There are many opportunities for everyone to make money in the financial markets. Of course, it is not simple to find the best opportunity, but if you get started in the right mode, the probability of success increase. Before investing in the financial markets, it is necessary to create a solid financial plan, to determine the risk profile, to analyze the assets, to create an optimal portfolio etc.
One of the most used methods by the traders to analyses the assets is stocks is the technical analysis. It is employed to evaluate every asset with historical trading data and identify trading opportunities by analyzing statistical trends gathered from trading activity, such as price movement and volume. Let’s see now how to use the technical analysis to trade in the financial markets.
Types of charts
The main chart types used by technical analysts are the line chart, bar chart, candlestick chart, etc. They can be presented on an arithmetic or logarithmic scale. The types of charts and the scale used depend upon what information the technical analyst considers to be most important, and which charts and which scale ideally shows that information.
Supports and resistances
Supports and resistances are very important for the technical analyst. They are predetermined levels of the price of an asset at which it is thought that the price will tend to stop and reverse. A support level is a level where the price tends to find support as it falls. Instead, a resistance level is the opposite of a support level. It is where the price tends to find resistance as it rises.
A trend is the general direction the market is taking during a specified period of time and it can be both upward and downward, relating to bullish and bearish markets, respectively. By using the trend analysis, the trader tries to predict the future asset price movements based on recently observed trend data. Trend analysis is based on the idea that what has happened in the past gives traders an idea of what will happen in the future. There are three main types of trends: short trend, intermediate trend and long-term trend.
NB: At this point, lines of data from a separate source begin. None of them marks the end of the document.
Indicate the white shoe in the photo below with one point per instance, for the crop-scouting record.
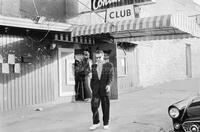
(106, 127)
(94, 126)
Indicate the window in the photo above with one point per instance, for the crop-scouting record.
(122, 66)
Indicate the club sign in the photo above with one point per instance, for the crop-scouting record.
(120, 13)
(96, 4)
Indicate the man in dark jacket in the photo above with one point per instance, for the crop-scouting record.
(102, 76)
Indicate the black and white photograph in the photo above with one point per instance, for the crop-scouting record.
(100, 65)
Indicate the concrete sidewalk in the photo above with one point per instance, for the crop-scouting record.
(139, 111)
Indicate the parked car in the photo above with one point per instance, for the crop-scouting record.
(185, 115)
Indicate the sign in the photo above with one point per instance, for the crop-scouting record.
(105, 4)
(96, 4)
(120, 13)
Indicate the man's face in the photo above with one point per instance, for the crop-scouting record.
(86, 56)
(99, 58)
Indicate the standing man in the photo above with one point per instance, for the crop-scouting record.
(86, 65)
(102, 76)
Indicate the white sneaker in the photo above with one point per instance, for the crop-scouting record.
(94, 126)
(106, 127)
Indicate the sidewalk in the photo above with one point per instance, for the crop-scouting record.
(140, 111)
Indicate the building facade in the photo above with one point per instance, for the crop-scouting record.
(33, 62)
(148, 53)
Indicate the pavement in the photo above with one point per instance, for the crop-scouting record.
(143, 110)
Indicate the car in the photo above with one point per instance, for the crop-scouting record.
(185, 115)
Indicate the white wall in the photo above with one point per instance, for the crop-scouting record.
(165, 60)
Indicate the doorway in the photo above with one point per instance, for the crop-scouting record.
(66, 71)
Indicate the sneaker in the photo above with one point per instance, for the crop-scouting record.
(88, 100)
(94, 126)
(106, 127)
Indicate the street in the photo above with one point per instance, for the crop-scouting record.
(142, 110)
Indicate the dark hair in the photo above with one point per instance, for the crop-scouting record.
(99, 52)
(86, 53)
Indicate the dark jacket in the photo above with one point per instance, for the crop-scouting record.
(98, 85)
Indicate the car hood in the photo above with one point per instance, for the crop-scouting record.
(193, 110)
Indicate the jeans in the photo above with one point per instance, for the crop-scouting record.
(105, 105)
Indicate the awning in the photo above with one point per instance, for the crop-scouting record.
(170, 25)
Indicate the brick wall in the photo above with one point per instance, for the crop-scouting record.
(165, 60)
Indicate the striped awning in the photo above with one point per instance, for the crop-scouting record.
(176, 24)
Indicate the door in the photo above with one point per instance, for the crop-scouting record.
(188, 61)
(66, 71)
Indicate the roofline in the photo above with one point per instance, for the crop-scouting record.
(29, 24)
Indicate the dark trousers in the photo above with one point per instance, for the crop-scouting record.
(105, 105)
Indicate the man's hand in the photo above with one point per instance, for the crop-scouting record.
(108, 88)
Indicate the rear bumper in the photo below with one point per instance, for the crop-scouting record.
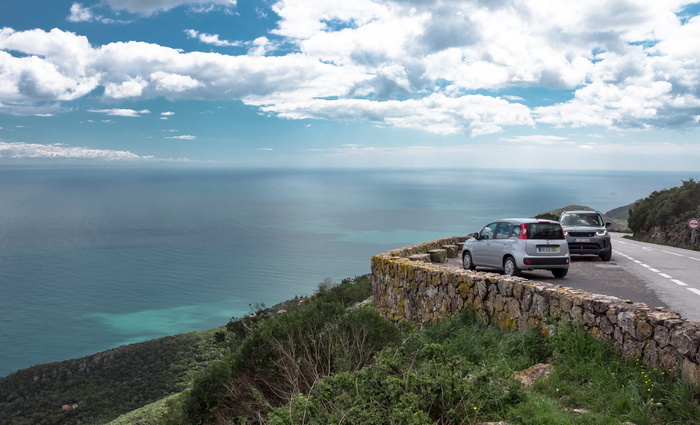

The volume analysis refers to the analysis of the number of assets that have been traded in a specified period of time. It helps the trader to determine the significance of changes in an asset’s price. For example, a significant price increase along with a significant volume increase could be a credible sign of a continued bullish trend or a bullish reversal. Adversely, a significant price decrease with a significant volume increase can be a sign for a continued bearish trend or a bearish trend reversal.
Oscillators varies over time within a band and are used to discover short-term overbought or oversold conditions. Common oscillators are MACD, ROC, RSI, CCI. They are typically used in conjunction with other technical analysis indicators to make trading decisions. Traders find oscillators most advantageous when they cannot find a clear trend in an asset price easily, for example when an asset trades horizontally or sideways.
Overlays varie over time and are used by traders to gain insight into the supply and demand of an asset. The main types of indicators used by technical analysts include moving averages and bollinger bands. Traders find indicators most advantageous when there is a clear trend in an asset price.
Japanese candlesticks are a technical analysis tool that traders use to chart and analyze the price movement of assets. The most used are: shooting star, hammer, doji, piercing Line, dark cloud cover, three white soldiers and three black crows.
In technical analysis, transitions between rising and falling trends are often signaled by price patterns. By definition, a price pattern is a recognizable configuration of price movement that is identified using a series of trendlines and/or curves. The main pattern prices types used by technical analysts are: double top reversal, double bottom reversal, triple top reversal, triple bottom reversal, head and shoulders, key reversal bar, triangle, flag and pennant, channel and cup with handle.